Alberto Manzano, a Clinton senior at Southwestern Oklahoma State University in Weatherford majoring in criminal justice, recently attended the 2019 Oklahoma Summer Policy Institute held in Tulsa.

The four-day institute is hosted annually and led by the staff of the Oklahoma Policy Institute (OK Policy)—a non-partisan independent policy think-tank—to provide students with a unique opportunity to network with fellow students and community leaders and become better informed about Oklahoma’s most important policy issues.

Dr. Daniel Kavish, assistant professor of sociology and criminal justice at SWOSU, said participants in the institute are chosen by a competitive application process aimed at selecting students with strong academic training, diverse experiences, and a clear interest in the study and practice of public policy. Around 50 Oklahoma undergraduate and graduate students are chosen each year to participate in the institute.

Manzano was able to specifically learn about OK Policy’s Open Justice Oklahoma (OJO) program. OJO seeks to understand and analyze how criminal justice policies have impacted Oklahoma communities and to develop and advocate for potential reforms that may reduce crime and improve rehabilitation.

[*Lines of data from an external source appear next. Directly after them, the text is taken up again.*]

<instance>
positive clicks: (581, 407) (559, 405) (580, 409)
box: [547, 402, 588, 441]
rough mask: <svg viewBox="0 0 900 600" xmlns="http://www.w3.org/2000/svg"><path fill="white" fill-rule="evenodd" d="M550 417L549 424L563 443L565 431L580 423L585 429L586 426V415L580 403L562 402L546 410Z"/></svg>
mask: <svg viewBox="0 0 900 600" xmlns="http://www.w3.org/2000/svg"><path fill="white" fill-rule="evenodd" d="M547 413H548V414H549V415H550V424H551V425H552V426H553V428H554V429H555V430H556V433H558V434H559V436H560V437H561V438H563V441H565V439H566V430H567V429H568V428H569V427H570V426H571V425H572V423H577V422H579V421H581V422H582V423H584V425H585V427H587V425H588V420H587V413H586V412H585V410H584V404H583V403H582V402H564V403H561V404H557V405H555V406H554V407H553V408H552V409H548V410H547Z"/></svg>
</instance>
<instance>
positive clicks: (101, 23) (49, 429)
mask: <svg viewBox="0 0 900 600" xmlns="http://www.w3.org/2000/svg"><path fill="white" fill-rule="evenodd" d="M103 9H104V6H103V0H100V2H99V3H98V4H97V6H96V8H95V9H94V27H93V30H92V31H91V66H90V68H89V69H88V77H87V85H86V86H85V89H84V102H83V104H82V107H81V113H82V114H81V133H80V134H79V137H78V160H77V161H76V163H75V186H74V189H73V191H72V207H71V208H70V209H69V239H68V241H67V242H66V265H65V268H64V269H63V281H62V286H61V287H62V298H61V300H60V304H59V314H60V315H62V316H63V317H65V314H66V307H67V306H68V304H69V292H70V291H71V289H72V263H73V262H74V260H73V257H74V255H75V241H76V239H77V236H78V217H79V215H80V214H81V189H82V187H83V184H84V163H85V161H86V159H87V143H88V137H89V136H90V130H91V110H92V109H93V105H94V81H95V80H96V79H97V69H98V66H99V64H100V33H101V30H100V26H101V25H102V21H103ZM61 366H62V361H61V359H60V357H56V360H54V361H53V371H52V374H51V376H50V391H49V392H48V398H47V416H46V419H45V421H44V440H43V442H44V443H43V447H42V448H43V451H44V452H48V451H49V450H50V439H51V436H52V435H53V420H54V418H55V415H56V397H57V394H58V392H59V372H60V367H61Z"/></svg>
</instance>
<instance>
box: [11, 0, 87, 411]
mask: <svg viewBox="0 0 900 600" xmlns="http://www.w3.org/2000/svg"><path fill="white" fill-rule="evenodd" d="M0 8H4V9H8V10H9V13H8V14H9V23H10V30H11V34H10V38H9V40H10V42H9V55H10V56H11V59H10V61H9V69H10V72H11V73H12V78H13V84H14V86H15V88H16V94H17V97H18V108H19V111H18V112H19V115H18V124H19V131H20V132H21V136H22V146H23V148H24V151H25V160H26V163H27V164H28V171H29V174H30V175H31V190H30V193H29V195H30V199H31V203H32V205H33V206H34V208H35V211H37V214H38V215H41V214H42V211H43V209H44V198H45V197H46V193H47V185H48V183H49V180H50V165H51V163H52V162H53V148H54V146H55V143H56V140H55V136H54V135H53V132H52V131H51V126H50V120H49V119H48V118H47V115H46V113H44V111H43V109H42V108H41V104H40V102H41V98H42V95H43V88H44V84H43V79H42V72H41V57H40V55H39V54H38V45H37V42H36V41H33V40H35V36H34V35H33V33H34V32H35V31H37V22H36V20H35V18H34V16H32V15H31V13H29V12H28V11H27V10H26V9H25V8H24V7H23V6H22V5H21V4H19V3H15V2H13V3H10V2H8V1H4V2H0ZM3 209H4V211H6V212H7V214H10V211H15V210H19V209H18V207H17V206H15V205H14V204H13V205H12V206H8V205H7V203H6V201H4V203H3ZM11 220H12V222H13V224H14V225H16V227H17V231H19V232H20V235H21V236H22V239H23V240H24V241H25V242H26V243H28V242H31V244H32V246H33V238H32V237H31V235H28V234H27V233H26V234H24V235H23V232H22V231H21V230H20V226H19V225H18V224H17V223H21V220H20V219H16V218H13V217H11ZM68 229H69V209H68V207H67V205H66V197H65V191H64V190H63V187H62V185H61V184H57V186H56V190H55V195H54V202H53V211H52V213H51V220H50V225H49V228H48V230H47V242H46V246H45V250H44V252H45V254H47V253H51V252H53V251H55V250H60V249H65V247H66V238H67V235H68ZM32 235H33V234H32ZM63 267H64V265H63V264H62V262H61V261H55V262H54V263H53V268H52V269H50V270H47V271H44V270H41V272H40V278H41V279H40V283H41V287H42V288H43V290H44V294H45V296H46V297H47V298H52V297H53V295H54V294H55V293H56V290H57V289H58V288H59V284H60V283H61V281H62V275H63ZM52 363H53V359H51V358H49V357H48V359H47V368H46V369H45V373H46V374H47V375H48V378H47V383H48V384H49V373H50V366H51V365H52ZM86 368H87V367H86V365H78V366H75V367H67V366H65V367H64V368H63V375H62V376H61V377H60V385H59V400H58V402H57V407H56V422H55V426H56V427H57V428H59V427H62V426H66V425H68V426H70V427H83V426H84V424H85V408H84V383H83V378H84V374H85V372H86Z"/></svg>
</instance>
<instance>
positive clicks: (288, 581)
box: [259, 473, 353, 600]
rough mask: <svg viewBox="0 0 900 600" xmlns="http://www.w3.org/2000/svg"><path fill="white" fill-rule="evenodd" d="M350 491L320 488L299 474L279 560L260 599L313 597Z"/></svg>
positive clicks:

An example of the work done by OJO that Manzano learned about is the recent report on the impact of the voter-approved state question 780, which reclassified simple possession of any drug as a misdemeanor, instead of a felony, and raised the felony threshold for many property crimes by $500. OJO found that SQ-780 resulted in over a 28% decrease of total felony filings during FY2018, reversing a decade long trend in Oklahoma of increased felony filings.